The changing season is symbolic of the nation’s political landscape as one presidency comes to an end and another prepares for its future. Until Inauguration Day, America lives in political purgatory. Hungry for change and yet forced to wait for the official start of her new beginning, America is saddled with a lame duck President, George W. Bush, who will remain in power for 69 more days, and waits diligently for the investiture of number 44, President Barack Obama.

Some transitions are more difficult than others. This change of power seems more painful than most. America is in freefall. The economy has tanked, people are losing their jobs and their homes at record rates,  the health care system is in shambles, there’s that pesky little war in Iraq to worry about, and an industry once the bedrock of American ingenuity whose home is in Detroit, the big engines that could but now cannot, is imploding before our very eyes.

Can January 20, 2009 come too soon?

All eyes are focused on that hope-filled day when change will come.
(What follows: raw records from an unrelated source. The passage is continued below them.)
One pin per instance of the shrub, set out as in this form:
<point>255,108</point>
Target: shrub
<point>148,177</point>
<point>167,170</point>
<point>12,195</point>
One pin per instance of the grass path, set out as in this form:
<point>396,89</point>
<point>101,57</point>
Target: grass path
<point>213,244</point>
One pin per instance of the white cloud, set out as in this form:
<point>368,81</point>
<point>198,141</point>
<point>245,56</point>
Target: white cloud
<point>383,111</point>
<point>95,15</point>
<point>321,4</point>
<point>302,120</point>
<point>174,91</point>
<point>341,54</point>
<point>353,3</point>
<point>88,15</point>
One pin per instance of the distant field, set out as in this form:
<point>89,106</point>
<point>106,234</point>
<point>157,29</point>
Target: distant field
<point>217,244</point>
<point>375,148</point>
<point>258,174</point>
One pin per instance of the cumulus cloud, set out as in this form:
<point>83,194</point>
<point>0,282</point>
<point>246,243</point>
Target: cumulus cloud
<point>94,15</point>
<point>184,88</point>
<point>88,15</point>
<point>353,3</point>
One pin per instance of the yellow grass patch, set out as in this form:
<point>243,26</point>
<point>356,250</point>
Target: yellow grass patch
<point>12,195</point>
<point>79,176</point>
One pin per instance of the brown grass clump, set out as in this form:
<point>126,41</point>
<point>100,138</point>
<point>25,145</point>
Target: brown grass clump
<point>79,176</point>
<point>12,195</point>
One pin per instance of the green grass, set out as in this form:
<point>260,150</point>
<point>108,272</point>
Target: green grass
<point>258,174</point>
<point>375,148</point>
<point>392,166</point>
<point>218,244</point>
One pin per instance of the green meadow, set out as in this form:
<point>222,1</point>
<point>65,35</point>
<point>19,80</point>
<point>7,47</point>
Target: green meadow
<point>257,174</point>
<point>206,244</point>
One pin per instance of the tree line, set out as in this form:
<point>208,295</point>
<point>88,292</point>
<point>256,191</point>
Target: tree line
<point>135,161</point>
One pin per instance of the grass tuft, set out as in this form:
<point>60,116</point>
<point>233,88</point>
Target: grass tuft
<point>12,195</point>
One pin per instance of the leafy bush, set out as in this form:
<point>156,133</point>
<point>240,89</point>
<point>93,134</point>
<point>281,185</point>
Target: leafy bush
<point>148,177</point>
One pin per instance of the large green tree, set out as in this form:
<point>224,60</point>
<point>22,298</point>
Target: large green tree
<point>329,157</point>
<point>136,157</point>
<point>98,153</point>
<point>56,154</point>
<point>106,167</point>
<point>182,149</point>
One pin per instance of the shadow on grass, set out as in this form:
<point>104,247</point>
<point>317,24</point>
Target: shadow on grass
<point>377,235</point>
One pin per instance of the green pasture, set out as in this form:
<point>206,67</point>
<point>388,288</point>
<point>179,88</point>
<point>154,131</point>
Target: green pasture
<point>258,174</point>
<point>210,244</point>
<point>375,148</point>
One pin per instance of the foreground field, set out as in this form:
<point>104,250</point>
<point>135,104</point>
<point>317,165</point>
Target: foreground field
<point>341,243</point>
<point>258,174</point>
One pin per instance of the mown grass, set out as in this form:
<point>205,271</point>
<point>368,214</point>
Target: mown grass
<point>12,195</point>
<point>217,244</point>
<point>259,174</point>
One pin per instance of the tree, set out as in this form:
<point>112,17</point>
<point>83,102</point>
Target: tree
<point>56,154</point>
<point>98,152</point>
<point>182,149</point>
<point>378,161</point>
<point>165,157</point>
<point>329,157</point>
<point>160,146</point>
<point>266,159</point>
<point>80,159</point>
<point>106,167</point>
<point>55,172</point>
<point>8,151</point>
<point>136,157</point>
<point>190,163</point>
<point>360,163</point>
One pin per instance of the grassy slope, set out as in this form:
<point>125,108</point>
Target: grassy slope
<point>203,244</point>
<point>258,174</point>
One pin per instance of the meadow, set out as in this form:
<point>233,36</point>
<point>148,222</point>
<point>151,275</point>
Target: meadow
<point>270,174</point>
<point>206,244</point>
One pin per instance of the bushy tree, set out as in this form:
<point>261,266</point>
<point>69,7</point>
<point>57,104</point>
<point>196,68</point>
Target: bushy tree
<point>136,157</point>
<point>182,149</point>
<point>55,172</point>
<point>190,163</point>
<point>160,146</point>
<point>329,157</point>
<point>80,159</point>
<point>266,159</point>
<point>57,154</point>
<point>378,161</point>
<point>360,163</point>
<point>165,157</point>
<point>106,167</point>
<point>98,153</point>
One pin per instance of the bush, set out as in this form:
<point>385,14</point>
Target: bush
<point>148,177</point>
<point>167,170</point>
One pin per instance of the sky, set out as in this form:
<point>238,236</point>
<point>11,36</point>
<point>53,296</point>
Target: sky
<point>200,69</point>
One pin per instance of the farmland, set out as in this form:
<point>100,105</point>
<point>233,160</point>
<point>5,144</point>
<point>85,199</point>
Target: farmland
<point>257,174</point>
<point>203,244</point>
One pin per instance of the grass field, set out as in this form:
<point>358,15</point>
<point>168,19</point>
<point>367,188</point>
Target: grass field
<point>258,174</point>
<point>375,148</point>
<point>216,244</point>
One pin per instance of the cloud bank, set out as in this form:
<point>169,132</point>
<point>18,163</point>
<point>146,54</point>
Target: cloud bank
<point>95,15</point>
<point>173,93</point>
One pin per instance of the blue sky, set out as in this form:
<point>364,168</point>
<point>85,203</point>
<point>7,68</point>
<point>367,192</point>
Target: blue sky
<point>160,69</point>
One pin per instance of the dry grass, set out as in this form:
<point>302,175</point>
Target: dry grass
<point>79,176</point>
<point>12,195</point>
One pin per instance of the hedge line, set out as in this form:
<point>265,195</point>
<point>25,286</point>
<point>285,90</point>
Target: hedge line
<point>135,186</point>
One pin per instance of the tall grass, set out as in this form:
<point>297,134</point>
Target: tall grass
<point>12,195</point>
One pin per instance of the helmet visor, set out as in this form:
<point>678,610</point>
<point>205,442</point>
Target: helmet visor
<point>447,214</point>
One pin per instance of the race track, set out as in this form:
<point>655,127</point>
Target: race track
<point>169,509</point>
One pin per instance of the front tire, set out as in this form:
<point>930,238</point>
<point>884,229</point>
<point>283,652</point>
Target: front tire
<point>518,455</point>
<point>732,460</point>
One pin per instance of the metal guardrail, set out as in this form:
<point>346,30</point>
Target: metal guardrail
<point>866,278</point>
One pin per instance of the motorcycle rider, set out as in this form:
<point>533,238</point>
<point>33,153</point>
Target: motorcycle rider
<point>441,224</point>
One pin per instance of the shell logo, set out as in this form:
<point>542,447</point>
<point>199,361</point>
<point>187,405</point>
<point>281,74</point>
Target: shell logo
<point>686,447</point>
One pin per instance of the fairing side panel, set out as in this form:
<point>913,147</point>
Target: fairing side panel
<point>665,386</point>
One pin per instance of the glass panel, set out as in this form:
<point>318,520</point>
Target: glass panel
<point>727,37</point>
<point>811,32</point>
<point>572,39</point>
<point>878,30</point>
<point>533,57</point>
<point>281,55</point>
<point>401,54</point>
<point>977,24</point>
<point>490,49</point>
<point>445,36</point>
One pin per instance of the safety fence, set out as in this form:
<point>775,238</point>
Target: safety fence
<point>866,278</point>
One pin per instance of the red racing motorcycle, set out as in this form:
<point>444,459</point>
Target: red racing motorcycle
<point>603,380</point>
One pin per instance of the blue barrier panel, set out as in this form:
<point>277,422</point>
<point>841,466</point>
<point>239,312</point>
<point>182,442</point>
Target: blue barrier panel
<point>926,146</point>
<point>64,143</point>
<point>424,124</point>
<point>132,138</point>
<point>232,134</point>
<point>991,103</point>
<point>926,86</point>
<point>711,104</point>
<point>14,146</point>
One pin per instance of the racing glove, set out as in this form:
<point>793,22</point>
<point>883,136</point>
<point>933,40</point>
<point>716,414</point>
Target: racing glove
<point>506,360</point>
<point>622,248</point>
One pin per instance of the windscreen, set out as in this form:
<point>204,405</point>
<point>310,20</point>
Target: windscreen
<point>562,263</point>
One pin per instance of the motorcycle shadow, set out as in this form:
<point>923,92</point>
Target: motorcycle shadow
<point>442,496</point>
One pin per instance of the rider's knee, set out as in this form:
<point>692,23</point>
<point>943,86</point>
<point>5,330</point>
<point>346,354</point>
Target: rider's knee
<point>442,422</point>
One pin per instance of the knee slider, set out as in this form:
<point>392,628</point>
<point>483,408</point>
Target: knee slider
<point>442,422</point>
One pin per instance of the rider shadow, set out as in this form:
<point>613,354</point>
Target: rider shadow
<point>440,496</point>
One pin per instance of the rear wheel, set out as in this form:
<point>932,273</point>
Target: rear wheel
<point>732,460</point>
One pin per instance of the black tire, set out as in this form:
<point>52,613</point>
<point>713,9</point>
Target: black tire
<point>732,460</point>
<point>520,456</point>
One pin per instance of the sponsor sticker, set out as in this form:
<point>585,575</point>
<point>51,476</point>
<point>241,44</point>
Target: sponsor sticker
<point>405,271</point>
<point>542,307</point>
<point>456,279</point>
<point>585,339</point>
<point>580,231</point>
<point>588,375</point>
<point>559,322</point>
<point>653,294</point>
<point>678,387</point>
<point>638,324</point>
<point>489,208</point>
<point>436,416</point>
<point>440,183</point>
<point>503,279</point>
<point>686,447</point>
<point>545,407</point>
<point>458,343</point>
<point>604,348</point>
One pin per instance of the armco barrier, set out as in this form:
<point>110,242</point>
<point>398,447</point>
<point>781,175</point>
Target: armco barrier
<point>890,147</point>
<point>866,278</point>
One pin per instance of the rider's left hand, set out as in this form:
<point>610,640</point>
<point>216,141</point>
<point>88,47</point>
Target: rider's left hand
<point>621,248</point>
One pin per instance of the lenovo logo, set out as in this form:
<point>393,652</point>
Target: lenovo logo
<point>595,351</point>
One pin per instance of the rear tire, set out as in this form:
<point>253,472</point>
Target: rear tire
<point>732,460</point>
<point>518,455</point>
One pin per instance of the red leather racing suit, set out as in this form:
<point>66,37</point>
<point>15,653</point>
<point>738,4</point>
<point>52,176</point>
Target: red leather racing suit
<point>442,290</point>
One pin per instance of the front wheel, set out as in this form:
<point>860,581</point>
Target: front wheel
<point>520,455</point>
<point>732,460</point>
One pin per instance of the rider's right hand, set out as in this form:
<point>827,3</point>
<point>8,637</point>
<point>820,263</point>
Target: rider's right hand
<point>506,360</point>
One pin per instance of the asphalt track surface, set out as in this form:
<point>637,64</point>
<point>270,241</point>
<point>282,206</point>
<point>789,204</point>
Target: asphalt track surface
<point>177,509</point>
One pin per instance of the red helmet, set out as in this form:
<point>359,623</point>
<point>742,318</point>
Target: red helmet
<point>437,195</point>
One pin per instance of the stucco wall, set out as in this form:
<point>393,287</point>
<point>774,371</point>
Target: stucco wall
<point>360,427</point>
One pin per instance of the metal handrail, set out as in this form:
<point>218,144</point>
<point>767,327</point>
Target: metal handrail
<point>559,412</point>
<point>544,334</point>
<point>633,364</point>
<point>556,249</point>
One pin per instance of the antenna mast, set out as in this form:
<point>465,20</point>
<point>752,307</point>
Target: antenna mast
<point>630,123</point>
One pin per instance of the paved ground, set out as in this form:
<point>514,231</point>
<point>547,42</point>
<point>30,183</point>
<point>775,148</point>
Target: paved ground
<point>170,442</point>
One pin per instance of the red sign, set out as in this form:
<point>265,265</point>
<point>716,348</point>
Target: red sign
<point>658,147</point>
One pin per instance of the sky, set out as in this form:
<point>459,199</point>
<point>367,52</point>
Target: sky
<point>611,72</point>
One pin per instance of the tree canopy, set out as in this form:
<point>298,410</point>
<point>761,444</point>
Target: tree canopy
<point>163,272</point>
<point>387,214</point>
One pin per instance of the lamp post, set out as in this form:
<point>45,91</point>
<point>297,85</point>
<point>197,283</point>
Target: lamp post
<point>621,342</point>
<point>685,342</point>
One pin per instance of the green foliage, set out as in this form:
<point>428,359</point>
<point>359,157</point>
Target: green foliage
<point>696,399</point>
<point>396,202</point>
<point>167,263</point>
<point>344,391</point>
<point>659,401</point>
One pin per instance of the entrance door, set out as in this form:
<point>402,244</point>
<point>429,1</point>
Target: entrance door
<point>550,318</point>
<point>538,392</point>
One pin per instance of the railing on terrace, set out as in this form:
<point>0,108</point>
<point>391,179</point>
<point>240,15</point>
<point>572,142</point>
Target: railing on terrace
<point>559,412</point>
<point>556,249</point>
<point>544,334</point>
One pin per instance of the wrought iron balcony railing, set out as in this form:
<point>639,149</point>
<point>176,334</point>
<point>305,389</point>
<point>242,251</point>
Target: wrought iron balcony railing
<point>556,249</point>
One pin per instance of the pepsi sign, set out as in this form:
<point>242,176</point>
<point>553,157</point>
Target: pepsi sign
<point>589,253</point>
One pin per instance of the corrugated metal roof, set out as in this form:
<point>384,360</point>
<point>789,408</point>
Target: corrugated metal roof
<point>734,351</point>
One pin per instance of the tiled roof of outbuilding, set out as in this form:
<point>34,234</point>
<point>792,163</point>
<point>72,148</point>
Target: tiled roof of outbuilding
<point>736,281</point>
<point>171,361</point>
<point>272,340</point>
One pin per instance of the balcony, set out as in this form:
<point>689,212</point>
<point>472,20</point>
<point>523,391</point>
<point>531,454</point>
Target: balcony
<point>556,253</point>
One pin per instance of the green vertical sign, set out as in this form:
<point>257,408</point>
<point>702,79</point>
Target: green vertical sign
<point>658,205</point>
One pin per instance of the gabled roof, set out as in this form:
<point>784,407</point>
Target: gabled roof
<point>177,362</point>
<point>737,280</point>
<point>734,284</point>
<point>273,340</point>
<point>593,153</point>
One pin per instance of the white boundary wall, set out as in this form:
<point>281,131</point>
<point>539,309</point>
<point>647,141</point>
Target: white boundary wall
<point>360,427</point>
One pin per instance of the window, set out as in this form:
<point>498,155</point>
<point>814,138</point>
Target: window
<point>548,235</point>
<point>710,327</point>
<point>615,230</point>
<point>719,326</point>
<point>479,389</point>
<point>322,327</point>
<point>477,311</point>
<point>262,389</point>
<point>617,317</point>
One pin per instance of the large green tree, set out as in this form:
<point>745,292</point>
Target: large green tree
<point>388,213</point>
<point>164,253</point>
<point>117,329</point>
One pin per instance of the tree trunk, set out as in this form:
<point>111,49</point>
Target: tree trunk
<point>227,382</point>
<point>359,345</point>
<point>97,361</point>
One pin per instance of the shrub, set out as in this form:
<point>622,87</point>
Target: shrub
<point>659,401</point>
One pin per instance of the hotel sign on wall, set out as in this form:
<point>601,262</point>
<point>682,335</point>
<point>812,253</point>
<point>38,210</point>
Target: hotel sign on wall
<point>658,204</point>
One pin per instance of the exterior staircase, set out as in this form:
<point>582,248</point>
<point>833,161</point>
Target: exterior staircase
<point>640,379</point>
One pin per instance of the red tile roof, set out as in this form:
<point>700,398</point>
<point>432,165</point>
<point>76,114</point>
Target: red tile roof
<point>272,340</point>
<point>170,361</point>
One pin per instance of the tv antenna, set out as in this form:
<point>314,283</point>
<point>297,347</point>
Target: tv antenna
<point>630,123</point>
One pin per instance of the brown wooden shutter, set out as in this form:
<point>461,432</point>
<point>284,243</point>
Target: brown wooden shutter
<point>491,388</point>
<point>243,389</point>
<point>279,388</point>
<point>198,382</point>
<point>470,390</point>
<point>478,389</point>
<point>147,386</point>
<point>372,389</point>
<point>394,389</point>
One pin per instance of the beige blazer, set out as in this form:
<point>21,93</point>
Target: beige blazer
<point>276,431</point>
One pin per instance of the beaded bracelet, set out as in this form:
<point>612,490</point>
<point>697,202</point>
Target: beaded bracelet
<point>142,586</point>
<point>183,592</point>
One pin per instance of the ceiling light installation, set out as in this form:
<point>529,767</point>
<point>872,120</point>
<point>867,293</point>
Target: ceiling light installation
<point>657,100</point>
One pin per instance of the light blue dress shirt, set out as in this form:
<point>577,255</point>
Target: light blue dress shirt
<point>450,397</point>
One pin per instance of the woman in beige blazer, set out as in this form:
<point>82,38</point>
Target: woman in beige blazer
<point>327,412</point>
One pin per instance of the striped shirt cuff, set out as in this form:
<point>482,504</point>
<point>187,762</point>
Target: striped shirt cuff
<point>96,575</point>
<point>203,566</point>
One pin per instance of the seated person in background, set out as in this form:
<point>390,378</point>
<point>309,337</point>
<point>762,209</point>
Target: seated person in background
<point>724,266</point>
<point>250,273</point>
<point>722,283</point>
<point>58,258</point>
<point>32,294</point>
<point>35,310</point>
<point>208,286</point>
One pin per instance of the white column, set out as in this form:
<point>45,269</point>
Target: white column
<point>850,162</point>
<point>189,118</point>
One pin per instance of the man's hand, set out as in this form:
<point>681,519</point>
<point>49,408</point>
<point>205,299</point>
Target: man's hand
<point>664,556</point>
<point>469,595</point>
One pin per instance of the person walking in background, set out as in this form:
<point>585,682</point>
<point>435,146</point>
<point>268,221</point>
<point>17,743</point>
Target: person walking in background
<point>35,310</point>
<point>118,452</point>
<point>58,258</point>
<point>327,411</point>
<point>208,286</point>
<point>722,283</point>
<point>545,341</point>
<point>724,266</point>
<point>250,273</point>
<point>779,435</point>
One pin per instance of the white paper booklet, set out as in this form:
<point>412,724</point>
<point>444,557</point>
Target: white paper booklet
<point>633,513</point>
It will be winter. Imagine Washington D.C. blanketed with an emblematic virgin snow. The sky will turn a cerulean blue; the golden sun will kiss the top of the Capitol dome. Barack Obama will be sworn into office and we can believe again.

But wait, not so fast.

For the truth is change is coming, but when, how much, how fast, and will the change be the right kind of change to bring America back to its glory days?

I don’t envy the position the new president will find himself in on January 21, 2009. The whole world will be watching Barack Obama. They have put their money on the relatively young and mightily inexperienced Senator from the Land of Lincoln to right the wrongs of the last eight years. Obama offered not only the nation hope, but the world, too. Follow him he implored us. I represent change you can believe in.

But it is probably true that only God can bring the kind of change this country needs in a fast enough pace to satisfy the disenchanted. Unfortunately, Americans are an impatient lot and as the old saying goes, “Rome wasn’t built in a day.”

Missing from Obama’s lofty campaign rhetoric were real answers to the problems America faces. In his speeches he was quick to point out the problems and to offer paltry solutions. But myriad solutions have been around for decades. Missing has been bipartisanship. Can Obama solve our core American problem?

Effectively, we are two Americas: the Republican brand of America and the Democratic Party brand of America. And never the twain seems to meet. Will Obama be able to bring the two sides together? He was elected by a better than 50 percent margin because even some of the opposition is disgusted with the fractured American government. Twenty-five percent of white evangelical Republicans voted for Barack Obama.

Not a part of any discussion in this long, two year national dialogue on what the country needs is the lack of American ingenuity. Where once this country led the world in innovation we are now a nation of followers. Green came to Europe long before it became part of our discourse. The Europeans made the appropriate adjustments to rising gas prices and moved to economically prudent cars long ago. Even Brazil beat us in the arena of alternative fuels. Our educational system hasn’t been producing inventive children for decades. We manufacture virtually nothing here. The United Kingdom and Canada moved on universal health care what seems like eons ago. In other words, what has become of the brain trust that built this great land?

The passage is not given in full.